Using Feature Flags for product experimentation
Question: What is a Feature Flag?
Answer: It is a logic toggle in your code, the value of which is consistent and persistent for a given user. It is used to decide if it should execute some code for the logged-in user. Typically they’ll be used for 3 reasons:
- Killswitch on a risky feature/logic
- Progressive rollout
If it’s still confusing, don’t worry I’ll break down both common mistakes and best practices.
There are many Feature Flag providers out there, but why wouldn’t you just build your own, they’re just a random number generator right? There’s more happening behind the scenes that make it worth using a 3rd party provider, like LaunchDarkly or ConfigCat.
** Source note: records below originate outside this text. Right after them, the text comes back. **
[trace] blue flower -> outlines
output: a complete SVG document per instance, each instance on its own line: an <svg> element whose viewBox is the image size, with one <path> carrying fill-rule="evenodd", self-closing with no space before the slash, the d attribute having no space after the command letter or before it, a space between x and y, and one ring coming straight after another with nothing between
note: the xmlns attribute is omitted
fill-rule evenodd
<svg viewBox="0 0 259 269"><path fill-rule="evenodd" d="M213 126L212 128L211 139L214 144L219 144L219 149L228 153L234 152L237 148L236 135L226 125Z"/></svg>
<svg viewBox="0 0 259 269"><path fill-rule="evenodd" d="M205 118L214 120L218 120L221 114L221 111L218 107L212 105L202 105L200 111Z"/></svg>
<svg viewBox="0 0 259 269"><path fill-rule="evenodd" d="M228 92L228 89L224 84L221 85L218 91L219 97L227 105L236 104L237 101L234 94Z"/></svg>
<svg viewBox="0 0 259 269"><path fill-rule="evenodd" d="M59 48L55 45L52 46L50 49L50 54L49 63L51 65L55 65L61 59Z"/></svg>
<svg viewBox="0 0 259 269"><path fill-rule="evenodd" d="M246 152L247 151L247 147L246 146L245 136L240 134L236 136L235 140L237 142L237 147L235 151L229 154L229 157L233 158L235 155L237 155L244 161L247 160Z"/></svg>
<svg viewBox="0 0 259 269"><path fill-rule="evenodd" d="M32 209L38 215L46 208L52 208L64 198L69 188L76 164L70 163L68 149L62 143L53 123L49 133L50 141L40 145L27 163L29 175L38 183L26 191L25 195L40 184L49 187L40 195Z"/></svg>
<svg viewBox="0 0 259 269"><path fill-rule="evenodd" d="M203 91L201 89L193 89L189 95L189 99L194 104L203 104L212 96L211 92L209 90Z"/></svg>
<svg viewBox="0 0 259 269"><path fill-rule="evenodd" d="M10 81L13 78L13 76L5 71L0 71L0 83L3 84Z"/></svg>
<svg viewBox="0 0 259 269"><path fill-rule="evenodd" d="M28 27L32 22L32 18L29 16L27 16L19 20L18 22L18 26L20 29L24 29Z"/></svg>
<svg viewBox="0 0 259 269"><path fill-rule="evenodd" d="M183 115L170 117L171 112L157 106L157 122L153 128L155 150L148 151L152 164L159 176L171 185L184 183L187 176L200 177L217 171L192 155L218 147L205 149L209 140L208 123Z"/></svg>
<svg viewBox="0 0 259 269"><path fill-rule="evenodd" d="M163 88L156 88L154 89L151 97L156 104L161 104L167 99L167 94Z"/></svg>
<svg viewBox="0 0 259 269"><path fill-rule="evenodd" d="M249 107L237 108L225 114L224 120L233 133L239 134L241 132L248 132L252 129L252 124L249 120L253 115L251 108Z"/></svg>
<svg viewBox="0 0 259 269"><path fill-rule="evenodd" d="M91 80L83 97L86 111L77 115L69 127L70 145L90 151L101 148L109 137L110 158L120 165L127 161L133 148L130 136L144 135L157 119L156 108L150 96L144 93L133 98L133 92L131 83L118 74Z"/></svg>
We’ll get to that later, but first, why bother?
Getting better signal ‘in-product’.
Joining Eucalyptus was exciting for many reasons, one key reason was the highly successful and rigorously scientific approach to acquisition and ad buying. The key first exposure of any customer to the ecosystem of products that Euc has to offer.
The Awareness and Acquisition stages of the funnel leverage SaaS products and dashboards (Facebook Ads, GA, hotjar etc). Only 2 of 6 stages in the key funnel — Awareness, Acquisition, Activation, Reactivation, Retention, Referral — get covered by these sophisticated tools. I was taking the opportunity to expand that rigorous approach to experimentation and measurement once the customer goes beyond the acquisition stage; once they are in the domain of our product itself.
Why do we split test?
Split testing allows both old and new to exist side-by-side, typically a 50/50 split. This allows all external factors to be controlled for as both groups of users will have those confounding factors apply to them, cancelling its impact out.
I.e. if the metric was 24% before the test and then the control drops to 20% and the variation drops to 22% (due to some external factor), our experiment has actually driven an uplift of absolute 2% or relative 10% (20%->22%). But without the split test a “before-and-after” look at the metrics would show a 24%->22% drop (~9% relative drop).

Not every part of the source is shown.